Japón se enfrenta a un complicado reto del que deberá salir tomando la drástica decisión de igualar el salario a trabajadores masculinos y femeninos. Un giro completo a su política laboral, que desde hace años ha pagado como media un 74,8% del sueldo de los hombres a las mujeres que han ocupado empleos a media jornada o con contratos temporales. Faltan trabajadores y en el caso de ellas, los empresarios las miran con miedo. El porqué está claro. Son ellas las que se quedan embarazadas y las que se darán de baja por maternidad, dejando sus vacantes sin ocupar.
Por eso, desde el sistema empresarial japonés se ha tomado una medida que no se había visto en los últimos 20 años: que las mujeres cobren lo mismo que los hombres por realizar funciones iguales. En Estados Unidos, como informa Xataka, se han cambiado las políticas de diversidad, equidad e inclusión (el mecanismo DEI) pero, por su parte, los japoneses han optado por una modalidad completamente distinta como es el de igualar los salarios.
Con la propuesta se va a incentivar la promoción profesional de las trabajadoras que en muchos casos ven sus carreras estancadas, por ejemplo, cuando deciden ser madres.
Japón está abriendo las puertas a inversiones de EEUU
El país nipón se plantea conseguir mano de obra cualificada para afrontar la escasez de trabajadores. Pero esto tiene un fundamento económico importante y es que Japón recibe buena parte de las inversiones de Estados Unidos. Empresas especializadas en medioambiente, acción social o gobernanza.
Empresas como la aseguradora Nippon Life Insurance o MUFG han suprimido las categorías administrativas en las que había mujeres, que cobraban entre el 40% y el 50% del salario masculino.
Esta discriminación salarial viene de antiguo, las japonesas han cobrado menos que los hombres por hacer el mismo trabajo como indica el Ministerio de Salud, Trabajo y Bienestar Social, que resalta que ellas ganaron en 2024 sólo el 75,8% del sueldo de los hombres.
Aquí se informa de la existencia de una brecha salarial que en ocasiones era del 70% del sueldo masculino. Si se tiene en cuenta lo que se cobra en países de la OCDE, se coloca en el 11%, en 2023 en Japón había aumentado al 22%.
La brecha salarial crece con la edad
El informe del Ministerio de Trabajo nipón señala que la diferencia salarial entre hombres y mujeres es muy baja cuando comienzan la vida laboral pero que conforme van cumpliendo años, aumenta. Entre los 20 y los 24 años, los hombres cobran de media 231.000 yenes al mes (1.246 euros aproximadamente) y las mujeres 1.226 euros con una diferencia del 2%.

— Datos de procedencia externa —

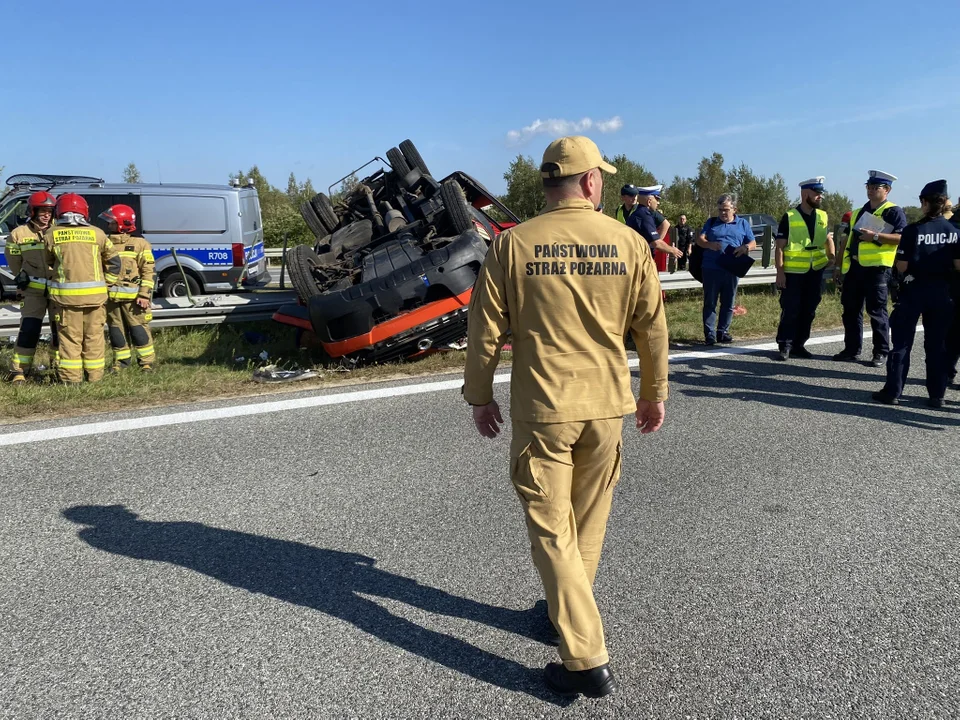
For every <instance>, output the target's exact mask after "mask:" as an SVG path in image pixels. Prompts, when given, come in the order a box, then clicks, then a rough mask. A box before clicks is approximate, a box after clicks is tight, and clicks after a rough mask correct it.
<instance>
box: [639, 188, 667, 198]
mask: <svg viewBox="0 0 960 720" xmlns="http://www.w3.org/2000/svg"><path fill="white" fill-rule="evenodd" d="M637 190H638V191H639V193H640V194H641V195H656V196H658V197H659V196H660V191H661V190H663V185H648V186H647V187H638V188H637Z"/></svg>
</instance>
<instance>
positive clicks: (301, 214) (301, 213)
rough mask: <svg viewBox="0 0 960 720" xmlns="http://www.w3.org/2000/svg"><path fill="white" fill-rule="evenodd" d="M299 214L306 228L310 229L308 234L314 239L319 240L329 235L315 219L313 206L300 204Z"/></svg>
mask: <svg viewBox="0 0 960 720" xmlns="http://www.w3.org/2000/svg"><path fill="white" fill-rule="evenodd" d="M300 214H301V215H302V216H303V221H304V222H305V223H306V224H307V227H308V228H310V232H312V233H313V234H314V235H315V236H316V237H318V238H321V237H323V236H324V235H329V234H330V231H329V230H327V229H326V228H325V227H324V226H323V223H322V222H320V218H318V217H317V212H316V210H314V209H313V205H311V204H310V203H307V202H305V203H300Z"/></svg>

Cuando llegaban a los 30 o 34 años, aumentaba un 14% con sueldos de 1.707 euros para los hombres y 1.458 euros para las mujeres. La evidencia es mayor cuando se superan los 40 años. En este caso, los hombres cobran 2.084 euros al mes frente a 1.544 euros en el caso de las mujeres. Los 50 vienen con recortes más grandes, ellos cobran 2.349 euros al mes y ellas 1.512 euros.
Pero ¿a qué responde esta brecha? A varios factores, empezando porque buena parte de las mujeres en Japón tienen contratos irregulares y en cambio, los hombres tienen una gran estabilidad con empleos fijos. Cuando ocupan puestos a jornada completa, su salario es más elevado.

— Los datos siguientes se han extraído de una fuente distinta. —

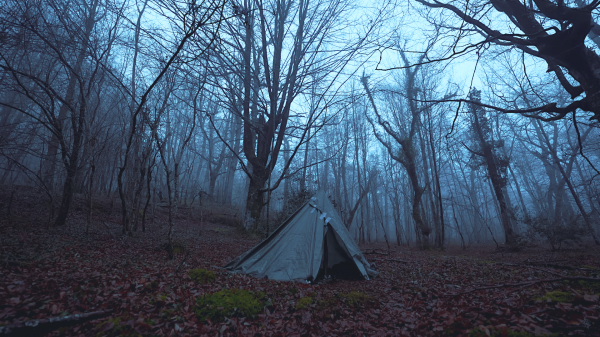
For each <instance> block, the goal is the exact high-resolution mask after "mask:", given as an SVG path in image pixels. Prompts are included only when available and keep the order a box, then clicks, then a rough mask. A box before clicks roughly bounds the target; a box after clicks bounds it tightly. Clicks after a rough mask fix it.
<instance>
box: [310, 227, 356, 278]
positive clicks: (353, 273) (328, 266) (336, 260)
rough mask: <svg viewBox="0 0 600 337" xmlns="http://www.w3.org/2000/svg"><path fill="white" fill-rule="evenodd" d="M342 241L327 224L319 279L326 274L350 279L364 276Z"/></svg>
mask: <svg viewBox="0 0 600 337" xmlns="http://www.w3.org/2000/svg"><path fill="white" fill-rule="evenodd" d="M340 242H341V239H340V238H339V236H338V235H336V233H335V230H334V229H333V228H332V227H331V226H330V225H327V231H326V234H325V240H323V260H322V261H321V269H320V270H319V273H318V276H317V280H319V279H322V278H323V277H324V276H326V275H329V276H332V277H334V278H343V279H350V280H359V279H363V278H364V277H363V276H362V274H361V272H360V270H358V268H357V267H356V264H355V262H354V260H353V259H352V258H351V257H350V256H349V255H348V252H347V249H346V248H345V247H343V246H342V245H341V244H340ZM342 244H343V243H342Z"/></svg>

También se tiene en cuenta la antigüedad en el empleo, en Japón la permanencia en la empresa sigue teniendo un peso importante en la evolución de los salarios. La antigüedad media es de 13,8 años en el caso de los hombres por 10 años en las mujeres que además interrumpen este periodo por cuidados a hijos o familiares.
Otro factor es la baja presencia de mujeres en puestos de dirección, ocupando solo el 14,6% de los cargos directivos, siendo el nivel más bajo entre los países del G7.
Qué es la ‘curva en L’ y por qué influye en el salario
El mercado laboral japonés se puede explicar teniendo en cuenta la conocida como ‘curva en M’ que dice que muchas mujeres salían de sus empresas para dedicarse a la crianza pero que regresaban más tarde. Ahora se está viendo la llamada ‘curva en L’ que asegura que pocas de las que están trabajando lo hacen de manera regular.
Esto es que muchas se dan de baja por maternidad pero cuando regresan no encuentran estabilidad, sino contratos temporales, peores sueldos y escasa promoción profesional. El sociólogo.
Medidas especiales para incentivar la conciliación
Ante este panorama, los japoneses han tomado una decisión que pasa por fomentar las políticas de conciliación con jornadas laborales más cortas y la implantación de la semana laboral de cuatro días.
Las empresas en Japón están igualando los salarios de los hombres y las mujeres reconsiderando las políticas de trabajo instauradas desde hacía años.